Ahora vivimos en el casino. El planeta es una bolsa de apuestas, y cada noticia una ficha que se mueve en un tablero gobernado por la avaricia. Se negocian futuros climáticos, se capitalizan catástrofes, se venden seguros contra guerras que uno mismo provoca, se apuesta todo. La lógica es circular: lo importante no es evitar el desastre, sino lucrarse con él. Y como buen casino, siempre gana la casa. Siempre gana BlackRock, Goldman Sachs, Vanguard, Boeing. Mientras tú pierdes el empleo, ellos compran tus deudas. Mientras tú haces fila en la embajada, ellos invierten en drones asesinos.
Así que no, el comercio no es el problema. Lo es la versión corrompida, parasitaria y cínica que hemos dejado crecer como moho sobre sus bases. Un sistema que ha olvidado que el intercambio fue el primer acto de civilización. Que comerciar era una forma de decir «vivamos y dejemos vivir». Pero ahora el que no especula, no mama. Y el que no compra futuros de hambre, será pasto del presente.
Bienvenido al bazar de la modernidad, donde el valor ya no lo da el objeto, sino el miedo que proyecta.
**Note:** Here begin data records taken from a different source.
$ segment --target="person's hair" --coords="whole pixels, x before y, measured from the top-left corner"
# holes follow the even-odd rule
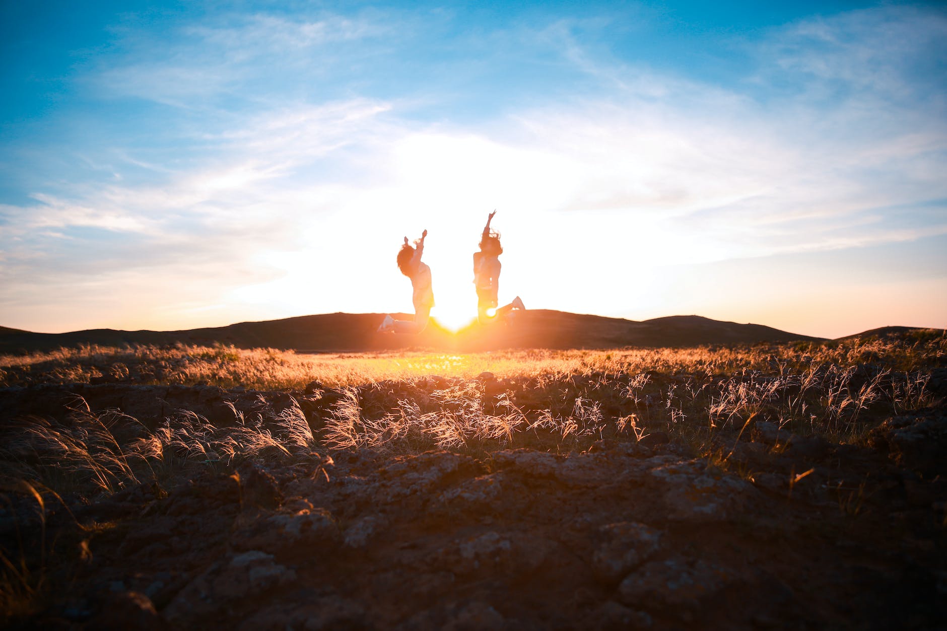
[[[500,245],[500,233],[491,230],[486,236],[480,239],[480,251],[484,254],[503,254],[503,245]]]
[[[402,270],[402,274],[410,277],[413,269],[409,269],[411,266],[411,260],[414,258],[414,248],[404,243],[402,245],[402,249],[398,251],[398,269]]]

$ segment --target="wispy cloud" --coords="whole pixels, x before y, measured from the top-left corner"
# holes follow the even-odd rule
[[[629,250],[647,275],[947,233],[939,13],[884,7],[733,42],[758,62],[728,82],[601,55],[587,37],[606,20],[518,24],[492,42],[591,87],[539,90],[476,119],[421,116],[457,98],[439,84],[373,92],[390,83],[366,64],[386,72],[386,54],[423,37],[419,18],[390,17],[225,15],[167,41],[128,33],[85,81],[103,100],[157,107],[152,124],[174,146],[110,138],[100,154],[84,148],[107,183],[0,207],[0,298],[21,318],[9,323],[29,328],[23,314],[57,299],[99,304],[102,286],[135,303],[114,325],[408,309],[397,272],[364,288],[422,227],[447,304],[470,294],[457,243],[494,207],[515,243],[505,286],[629,315],[616,296]],[[147,176],[123,176],[133,168]],[[594,256],[550,256],[571,243]]]

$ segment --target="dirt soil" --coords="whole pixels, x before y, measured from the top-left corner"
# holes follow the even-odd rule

Donde las fronteras se abren solo para los capitales, y se cierran a todo lo demás. Donde la única libertad permitida es la del dinero.
Y en este circo global, aún hay quien se atreve a hablar de soberanía como si no la hubiera empeñado ya en el altar de la rentabilidad. Como si la bandera que flamea sobre el edificio del banco central no fuera, en realidad, la del último acreedor.
- * Investigador en ciencias de la salud y observador de asuntos globales.